2) One of the Paschal verses from Psalm 67 says "Let God arise and let his enemies be scattered." God must have had some enemies at the Orthros this morning because after we processed outside to read the Gospel, chant the first "Christ is Risen" of this Paschal year and reenter the church, I notice that our ranks had thinned a little. It wasn't a lot but it was noticeable. The church was packed for people to light their candle during "Dhefte lavete phos" (Come take light) with no open seats in sight, but for the rest of the Orthros proceeding into the Divine Liturgy, I saw some empty spaces. I hope it wasn't the chanting that scared them off!

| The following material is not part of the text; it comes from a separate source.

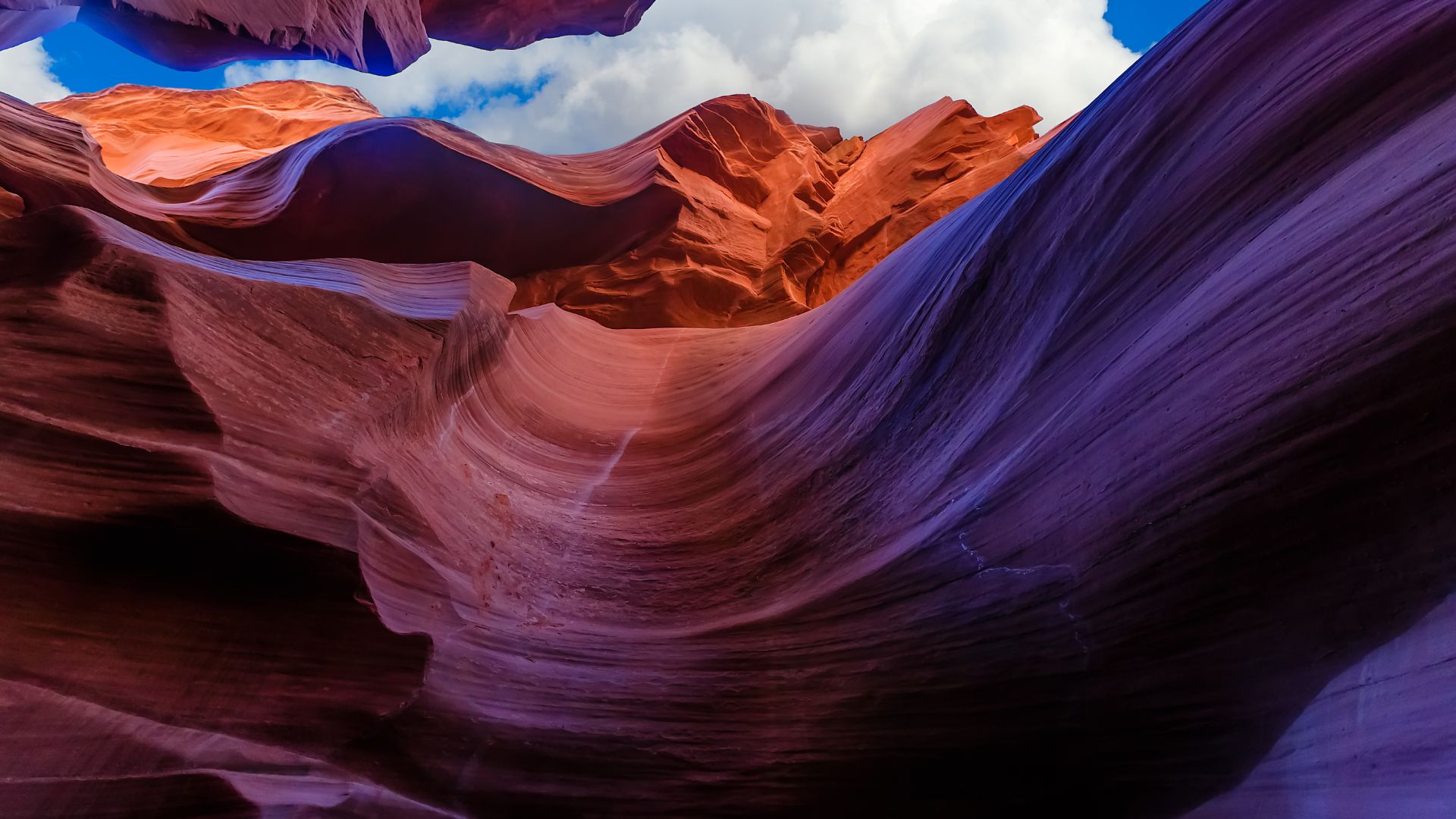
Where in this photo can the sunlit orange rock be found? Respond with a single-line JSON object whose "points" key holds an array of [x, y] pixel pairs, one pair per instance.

3) The Gospel read at Matins is from the end of St. Mark which ends with the women being afraid. Many have lamented that this should be the Orthros Gospel and should be replaced with something from Matthew or Luke or John instead that has more joy. But this is completely appropriate. We should be in a state of fear. Our Lord has just been crucified and buried and harrowed Hades. Those things should be frightening because they should never have happened. But such is the God we have, a God who has ALWAYS gone to great extraordinary means to recall His chosen people to Himself. That should inspire us with fear. At the same time, immediately after reading this Gospel, the Priest chants the first "Christ is Risen" alleviating our fear and changing it into joy just like it did for the women and the Disciples.

4) We really need to get a new translation of St. John Chrysostom's Homily for Pascha morning. I don't know where it comes from, but the translation I have heard on Sunday mornings for years is fraught with so many vocabulary errors (some of which are understandable considering how the Greek cannot be rendered into English on a 1:1 basis). Some of the word plays and the natural rhetorical flow are compromised. There's got to be a better way to translate it faithfully while retaining those features. Of course, it would be better if it were just read in Greek, but I know I'm not going to win that battle.

5) Speaking of Greek, I actually got to sneak some in there. I'm sorry, but the Byzantine chant just flows so much more naturally with the Greek words than English. English has too many muted and liquid consonants and so many harsh sounding consonant clusters that not only cause delays in the music (e.g. the "rect" in Resurrection) and just sound harsh. Again, a battle I'm not going to win.

6) We do our vigil in the morning at 5:30 beginning with the Pannychis (Midnight Office). I really wish we would start at 11:00 on Saturday evening or at midnight (like every other Orthodox church does). I think we could get a bigger crowd and even more kids. I think the total number of kids was maybe 15 or so (we have lots more) and 5:30 is too early in the morning. What kid doesn't want the opportunity to stay up late? And if this time does keep kids away what kind of message are we sending?

7) Is it just me or does anyone else especially a let down after the Liturgy is done? I've been waiting for 8 weeks now, fasting, praying and preparing for our Lord's resurrection and finally it has arrived and this morning was joyous as it should be. But it has come and gone so fast. I know we still celebrate the feast for 40 days but I wonder if "Christ is Risen" will start to sound hollow by next Saturday evening. I already miss my Triodion.


  1. If "Christ is Risen" ever begins to sound hollow, let alone by next Saturday, it will mean something is quite wrong, wrong enough to consult your spiritual father about.

    You can always fast (except this week) and pray and prepare for the Resurrection. So what's to miss?

    1. I hope it doesn't come to that, Anastasia. Maybe I'm worried for nothing.

      But what's to miss? Triodion and Holy Week and Pascha. I know we replicate Pascha in minature form on Sundays throughout the year, but there's still only one Pascha.